Vipritkarni is a yoga asana that helps regulate blood flow and stretches the neck, torso, and legs. It encourages favorable changes by increasing the interchange of blood with the upper part of the body, especially the thorax, neck, and head.

To practice Vipritkarni.

  • Lie down on your back with your hands by your sides.
  • Exhale and slowly raise your legs, keeping them straight.
  • Use your hands for support as you roll your body backward.
  • Maintain steadiness and breathe normally.
  • Stay in this pose for a few seconds to 2 minutes, depending on your comfort level.
  • While inhaling, gently fold your legs and lower your hips with the support of your hands.
  • Return to the starting position.

4. Hastapadasna

Hastapadasna, a forward-bending asana, aids in blood circulation to the head and helps relieve back stiffness. It also brings suppleness to your spine.

To practice Hastapadasna.

  • Stand with your feet together and hands by your sides.
  • Inhale and raise both arms above your head.
  • Exhale and bring both arms down to touch your toes or grasp your ankles, keeping your knees straight.
  • Ensure that your hands and head remain close together.
  • While suspending your breath, try to touch your forehead to your knees.
  • Hold this position for 6 seconds with suspended breath or breathe normally, but not for more than 2 minutes.
  • While inhaling, bring your hands back from the sides in a sweeping motion.

5. Padmasana

Padmasana, also known as Lotus Pose, is an excellent asana for improving body awareness, breathing, and concentration.
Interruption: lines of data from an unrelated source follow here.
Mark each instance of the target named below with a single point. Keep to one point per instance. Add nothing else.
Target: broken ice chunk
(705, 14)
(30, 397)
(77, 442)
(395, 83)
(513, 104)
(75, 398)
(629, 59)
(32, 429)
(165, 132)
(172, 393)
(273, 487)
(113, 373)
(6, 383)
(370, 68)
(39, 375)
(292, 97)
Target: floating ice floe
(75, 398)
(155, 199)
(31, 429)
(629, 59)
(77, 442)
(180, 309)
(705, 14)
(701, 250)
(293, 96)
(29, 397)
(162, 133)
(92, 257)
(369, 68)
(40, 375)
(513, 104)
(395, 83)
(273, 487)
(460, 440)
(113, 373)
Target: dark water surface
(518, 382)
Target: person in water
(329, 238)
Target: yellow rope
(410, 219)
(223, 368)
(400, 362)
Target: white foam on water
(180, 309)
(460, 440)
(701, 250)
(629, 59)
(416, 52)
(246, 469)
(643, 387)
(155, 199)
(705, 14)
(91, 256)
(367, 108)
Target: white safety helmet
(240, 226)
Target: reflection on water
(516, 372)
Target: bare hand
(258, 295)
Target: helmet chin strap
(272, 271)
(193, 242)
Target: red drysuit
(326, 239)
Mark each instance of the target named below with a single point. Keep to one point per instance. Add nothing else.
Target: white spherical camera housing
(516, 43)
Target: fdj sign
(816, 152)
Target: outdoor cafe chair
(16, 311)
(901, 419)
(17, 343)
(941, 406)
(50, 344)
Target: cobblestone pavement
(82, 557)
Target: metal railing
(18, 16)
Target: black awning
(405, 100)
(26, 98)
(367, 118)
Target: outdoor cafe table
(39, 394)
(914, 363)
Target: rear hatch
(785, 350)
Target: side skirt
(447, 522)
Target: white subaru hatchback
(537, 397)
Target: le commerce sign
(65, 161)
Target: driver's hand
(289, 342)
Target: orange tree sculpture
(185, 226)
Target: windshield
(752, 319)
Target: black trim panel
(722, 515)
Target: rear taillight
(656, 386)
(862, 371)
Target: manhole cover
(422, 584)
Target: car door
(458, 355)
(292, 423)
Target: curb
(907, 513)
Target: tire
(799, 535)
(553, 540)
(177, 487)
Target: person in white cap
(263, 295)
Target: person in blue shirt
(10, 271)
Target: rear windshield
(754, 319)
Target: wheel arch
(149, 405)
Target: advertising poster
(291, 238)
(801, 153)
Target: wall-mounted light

It effectively removes lethargy and activates the brain.

To practice Padmasana.

  • Sit on the mat with your legs stretched out in front of you.
  • Bend your right knee and place it on your left thigh, with the sole of your foot turned upwards.
  • Repeat the same with your left leg.
  • Keep both knees pressed to the ground as far as possible.
  • Maintain an erect posture with your head, neck, and spine straight.
  • Place your left hand just below your navel with the palm facing upwards.
  • Place your right hand over the left hand, also with the palm facing upwards.
  • Keep your shoulders and hands relaxed.
  • Focus on your breath and a chosen object.
  • Slowly lift your legs one at a time with the help of your hands and return to the normal position.

Closing Thoughts

Incorporating these yoga asanas into your daily routine can work wonders for improving blood circulation in your brain. Say goodbye to those morning blues and welcome a boost in energy and enthusiasm. When your brain is firing on all cylinders, your whole body feels revitalized, allowing you to fully embrace and enjoy each day. So, why not make these asanas a regular part of your morning ritual and experience the benefits of enhanced mental clarity and vitality?

Disclaimer: The content provided in this blog is for informational purposes only. Consult with a qualified yoga instructor or healthcare professional before attempting any yoga practices or exercises mentioned. Your health and safety are of utmost importance.